Normalizing file size

Dear Knime community,

I’ve downloaded the Zinc database and filtered based on the properties I wanted. I now have ~1000 files with the compounds I want, but some files have 1 molecule (in SMILES format) and some files have >10 million molecules. I’d like to normalize the files so that each one has 1 million molecules.

I can use the Chunk Loop to write files of 1 million molecules, but this requires that I first read in the entire set of molecules (>200 million) and my computer can’t handle this. I’m trying to develop a workflow that:

  1. reads in files until >= 1 million molecules are available in a “buffer table”.
  2. split off 1 million molecules and write this to a file; continue writing files of 1 million molecules until there is no longer enough molecules in the buffer table.
  3. loop back to step 1 and continue until all files are processed.

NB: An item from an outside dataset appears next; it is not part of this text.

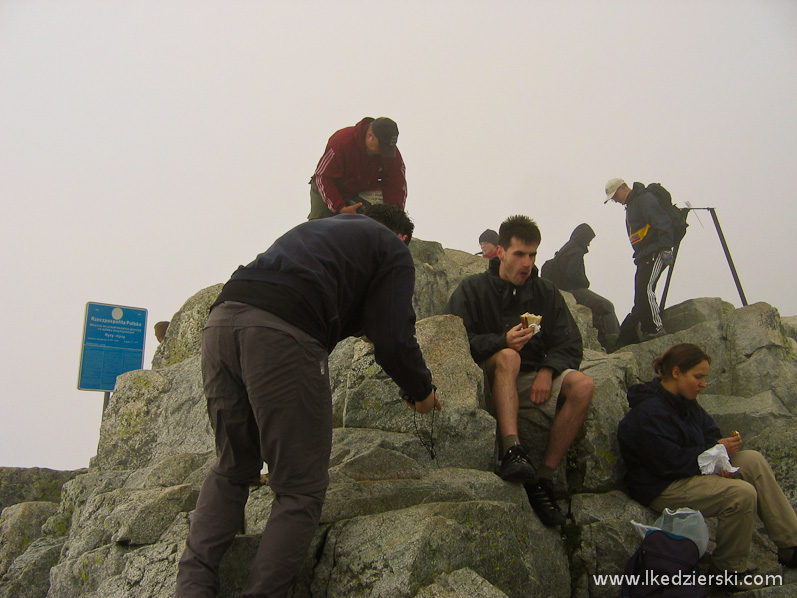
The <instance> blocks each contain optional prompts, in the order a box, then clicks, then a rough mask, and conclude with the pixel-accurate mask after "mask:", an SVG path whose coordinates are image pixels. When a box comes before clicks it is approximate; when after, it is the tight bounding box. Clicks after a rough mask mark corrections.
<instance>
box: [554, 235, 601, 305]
mask: <svg viewBox="0 0 797 598" xmlns="http://www.w3.org/2000/svg"><path fill="white" fill-rule="evenodd" d="M594 238H595V231H593V230H592V227H591V226H590V225H589V224H586V223H584V224H579V225H578V226H577V227H576V228H575V230H574V231H573V233H572V234H571V235H570V240H569V241H568V242H567V243H565V244H564V245H562V248H561V249H560V250H559V251H557V252H556V254H555V255H554V257H553V259H554V260H555V261H556V262H557V264H556V265H557V266H558V271H559V280H555V281H554V282H555V283H556V285H557V286H558V287H559V288H560V289H562V290H563V291H574V290H576V289H588V288H589V278H587V272H586V270H585V269H584V255H585V254H586V253H588V252H589V243H590V241H592V239H594Z"/></svg>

I’m using the following workflow to read in multiple files:

I’m having a hard time modifying this workflow to perform the desired loop described above. Would anyone be able to help?

Many thanks,
Jeremy.

Can you upload your workflow here?

Hi elsamuel,

I don’t have a workflow that accomplishes this - I’ve tried many things but can’t seem to make this work. The only way I’ve been able to accomplish this is by manually loading a small number of files at a time into the attached workflow. It loads in all the data, then uses a Chunk Loop to write out even files. But if you have very large datasets this is rather annoying. It would be great if the file loading loop could be modified to load in some data, write it to a file, then continue loading in more data. Hope this helps explain the issue.

File_Equalizer_Example.knwf (58.7 KB)

Thanks!

Hi there @jwmason,

welcome to KNIME Community!

In this case streaming functionality could be very useful. Give it a try and let us know how did it go!

Br,
Ivan

This topic was automatically closed 182 days after the last reply. New replies are no longer allowed.